And she might have been lying among the long, thick weeds of the pond. And it would not have been the accident it would have appeared to be. Of that she felt sure. Brought face to face with this definiteness of situation, she began to shudder.

She went out into the night feeling that she wanted air. She was not strong enough to stand the realisation that she had become part of a web into which she had not meant to be knitted. No; she had had her passionate and desperate moments, but she had not meant things like this. She had almost hoped that disaster might befall, she had almost thought it possible that she would do nothing to prevent it—almost. But some things were too bad.

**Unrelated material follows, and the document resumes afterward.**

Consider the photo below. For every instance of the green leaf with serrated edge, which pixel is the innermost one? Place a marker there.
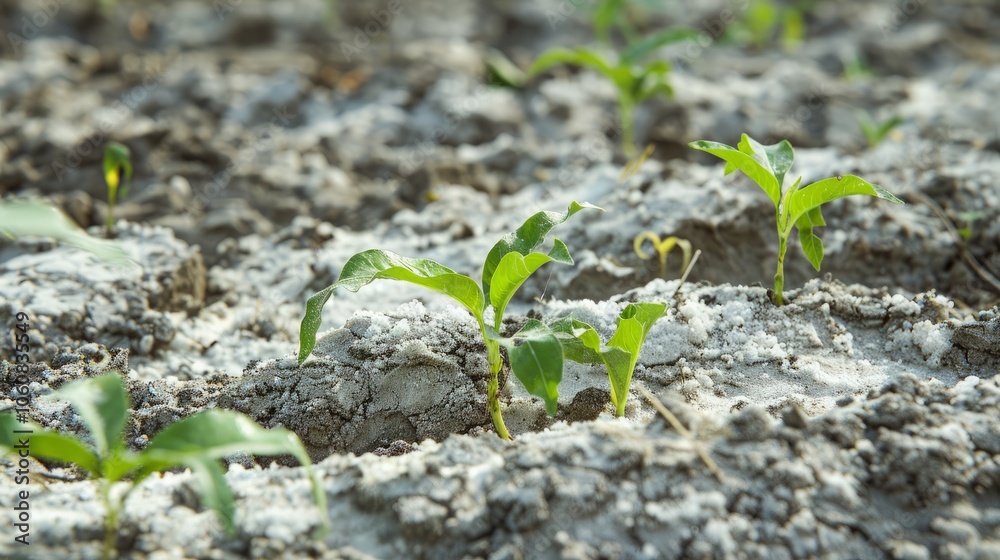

She felt small and young and hopelessly evil as she walked in the dark along a grass path to a seat under a tree. The very stillness of the night was a horror to her, especially when once an owl called, and again a dreaming bird cried in its nest.

She sat under the tree in the dark for at least an hour. The thick shadow of the drooping branches hid her in actual blackness and seclusion.

She said to herself later that some one of the occult powers she believed in had made her go out and sit in this particular spot, because there was a thing which was not to be, and she herself must come between.

When she at last rose it was with panting breath. She stole back to her room, and lighted with an unsteady hand a bedroom candle, whose flame flickered upon a distorted, little dark face. For as she had sat under the tree she had, after a while, heard whispering begin quite near her; had caught, even in the darkness, a gleam of white, and had therefore deliberately sat and listened.


There could be, to the purely normal geniality of Emily Walderhurst's nature, no greater relief than the recognition that a cloud had passed from the mood of another.

When Hester appeared the next morning at the breakfast-table, she had emerged from her humour of the day before and was almost affectionate in her amiability. The meal at an end, she walked with Emily in the garden.

She had never shown such interest in what pertained to her as she revealed this morning. Something she had always before lacked Emily recognised in her for the first time,—a desire to ask friendly questions, to verge on the confidential. They talked long and without reserve. And how pretty it was of the girl, Emily thought, to care so much about her health and her spirits, to be so interested in the details of her every-day life, even in the simple matter of the preparation and serving of her food, as if the merest trifle was of consequence. It had been unfair, too, to fancy that she felt no interest in Walderhurst's absence and return. She had noticed everything closely, and actually thought he ought to come back at once.